向井去来の執筆した「去来抄」は、松尾芭蕉の起こした「蕉風」を理解する上で、最も重要な文献であるとされており、現代俳句においても重要文献のひとつである。その他にも「旅寝論」があり、俳論の対立から其角や許六と論争し著した「贈其角先生書」「答許子問難弁」「俳諧問答青根が峰」なども知られている。
兄の震軒、弟の魯町と牡年、妹の千子、妻の可南も俳諧で名を成した。

▶ 向井去来の俳句


 向井去来年譜(旧暦9月10日 去来忌)
1651年 慶安4年 肥前国(長崎市興善町)に生まれる。(*1)
1658年 萬治元年 京都に移り住む。
1676年 延宝4年 武士を捨て、陰陽家として堂上家に仕える。(*2)
1686年 貞享3年 江戸に下り、其角を介して初めて芭蕉と会う。
1689年 元禄2年 嵯峨の別宅を「落柿舎」と名付け、芭蕉に宿舎として提供。
1691年 元禄4年 去来は凡兆とともに「猿蓑」を刊行。
1699年 元禄12年 3月「旅寝論」著。(*3)
1702年 元禄15年 「去来抄」執筆開始。
1704年 宝永元年 旧暦9月10日死去。享年54。真如堂の向井家墓地に葬られる。

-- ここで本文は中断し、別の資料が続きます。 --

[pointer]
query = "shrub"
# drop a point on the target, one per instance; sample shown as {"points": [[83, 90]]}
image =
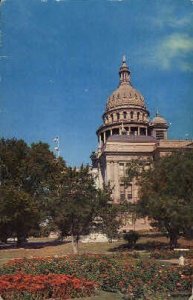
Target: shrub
{"points": [[27, 286], [131, 237]]}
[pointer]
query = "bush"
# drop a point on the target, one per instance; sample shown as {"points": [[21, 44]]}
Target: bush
{"points": [[131, 237], [116, 272], [27, 286]]}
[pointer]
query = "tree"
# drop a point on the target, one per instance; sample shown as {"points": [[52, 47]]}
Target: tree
{"points": [[79, 207], [166, 194], [28, 177], [18, 214], [74, 204]]}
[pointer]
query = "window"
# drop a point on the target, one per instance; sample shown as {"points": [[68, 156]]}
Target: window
{"points": [[122, 192], [159, 134], [121, 169], [129, 192]]}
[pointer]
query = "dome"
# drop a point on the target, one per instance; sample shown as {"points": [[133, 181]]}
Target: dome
{"points": [[159, 120], [125, 94]]}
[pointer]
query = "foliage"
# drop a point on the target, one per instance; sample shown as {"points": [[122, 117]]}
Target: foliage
{"points": [[19, 213], [28, 176], [131, 237], [79, 207], [134, 278], [74, 204], [26, 286], [168, 200]]}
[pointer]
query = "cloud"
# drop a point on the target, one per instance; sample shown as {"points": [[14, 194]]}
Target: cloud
{"points": [[174, 51], [172, 16]]}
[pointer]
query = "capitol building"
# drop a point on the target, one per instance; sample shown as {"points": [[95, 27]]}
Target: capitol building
{"points": [[128, 133]]}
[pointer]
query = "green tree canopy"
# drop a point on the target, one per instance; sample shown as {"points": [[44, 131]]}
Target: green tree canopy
{"points": [[79, 207], [166, 194], [27, 172]]}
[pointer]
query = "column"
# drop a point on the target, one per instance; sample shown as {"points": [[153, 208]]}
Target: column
{"points": [[116, 192], [100, 140], [104, 137]]}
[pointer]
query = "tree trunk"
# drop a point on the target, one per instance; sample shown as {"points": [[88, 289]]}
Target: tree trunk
{"points": [[173, 241], [75, 244]]}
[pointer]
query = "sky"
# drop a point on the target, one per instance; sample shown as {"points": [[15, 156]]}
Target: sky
{"points": [[59, 62]]}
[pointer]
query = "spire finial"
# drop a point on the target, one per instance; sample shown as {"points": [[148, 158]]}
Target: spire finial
{"points": [[124, 59], [124, 72]]}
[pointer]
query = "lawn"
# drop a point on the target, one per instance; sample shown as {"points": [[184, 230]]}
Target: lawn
{"points": [[42, 247]]}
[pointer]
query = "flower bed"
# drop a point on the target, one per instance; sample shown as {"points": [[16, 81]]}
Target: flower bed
{"points": [[134, 278], [27, 286], [170, 254]]}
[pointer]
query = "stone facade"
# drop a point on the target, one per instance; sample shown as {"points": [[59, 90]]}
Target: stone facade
{"points": [[127, 133]]}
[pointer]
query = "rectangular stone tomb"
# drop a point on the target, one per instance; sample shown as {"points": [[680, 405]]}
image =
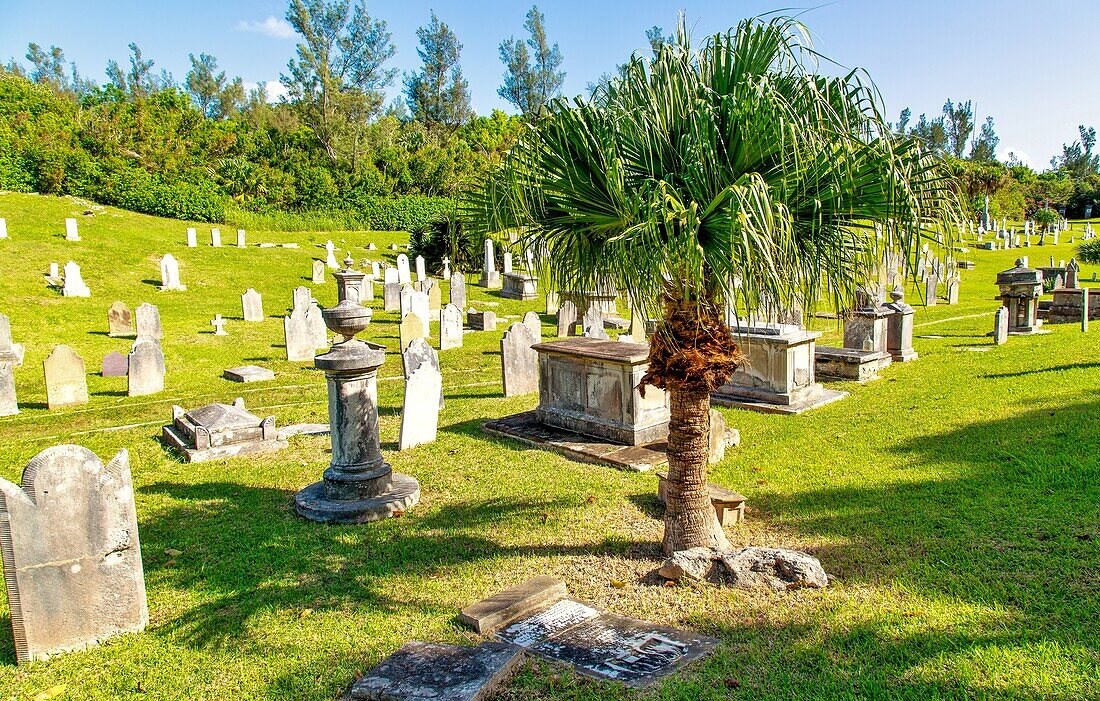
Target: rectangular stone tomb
{"points": [[421, 671], [606, 646], [519, 286], [849, 363], [220, 430], [778, 372], [728, 505]]}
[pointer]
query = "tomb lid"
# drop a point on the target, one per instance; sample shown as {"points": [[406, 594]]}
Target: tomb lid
{"points": [[217, 417]]}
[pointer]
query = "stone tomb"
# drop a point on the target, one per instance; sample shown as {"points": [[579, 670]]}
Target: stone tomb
{"points": [[72, 558], [596, 644], [220, 430], [590, 408], [778, 373]]}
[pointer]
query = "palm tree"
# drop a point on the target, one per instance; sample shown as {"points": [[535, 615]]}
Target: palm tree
{"points": [[712, 176]]}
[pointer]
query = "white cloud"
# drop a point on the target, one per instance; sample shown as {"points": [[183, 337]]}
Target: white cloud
{"points": [[274, 89], [272, 26], [1003, 151]]}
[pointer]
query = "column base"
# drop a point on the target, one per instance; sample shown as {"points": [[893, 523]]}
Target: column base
{"points": [[314, 503]]}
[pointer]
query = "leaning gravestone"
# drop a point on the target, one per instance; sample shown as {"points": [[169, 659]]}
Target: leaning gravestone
{"points": [[450, 327], [459, 291], [149, 321], [519, 362], [145, 374], [72, 559], [567, 319], [120, 320], [420, 411], [66, 383], [252, 305]]}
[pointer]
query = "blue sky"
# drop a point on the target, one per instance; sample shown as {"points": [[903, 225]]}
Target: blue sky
{"points": [[1032, 66]]}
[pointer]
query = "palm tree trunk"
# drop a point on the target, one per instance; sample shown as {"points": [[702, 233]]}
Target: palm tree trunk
{"points": [[690, 519]]}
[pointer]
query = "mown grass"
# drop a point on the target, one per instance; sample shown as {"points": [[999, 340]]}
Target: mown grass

*1 著名な儒医・向井元升の次男として生れる。通称は向井平次郎。別号に落柿舎。
*2 後に福岡に下り武道を修め、福岡藩に招請されるも辞退し、武士を捨てる。上京し、父を継いで典薬となった兄を補佐。
*3 1761年、江戸の戸倉屋利兵衛から「去来湖東問答」の名で刊行。1778年、京の井筒屋庄兵衛などから「旅寝論」の名で刊行。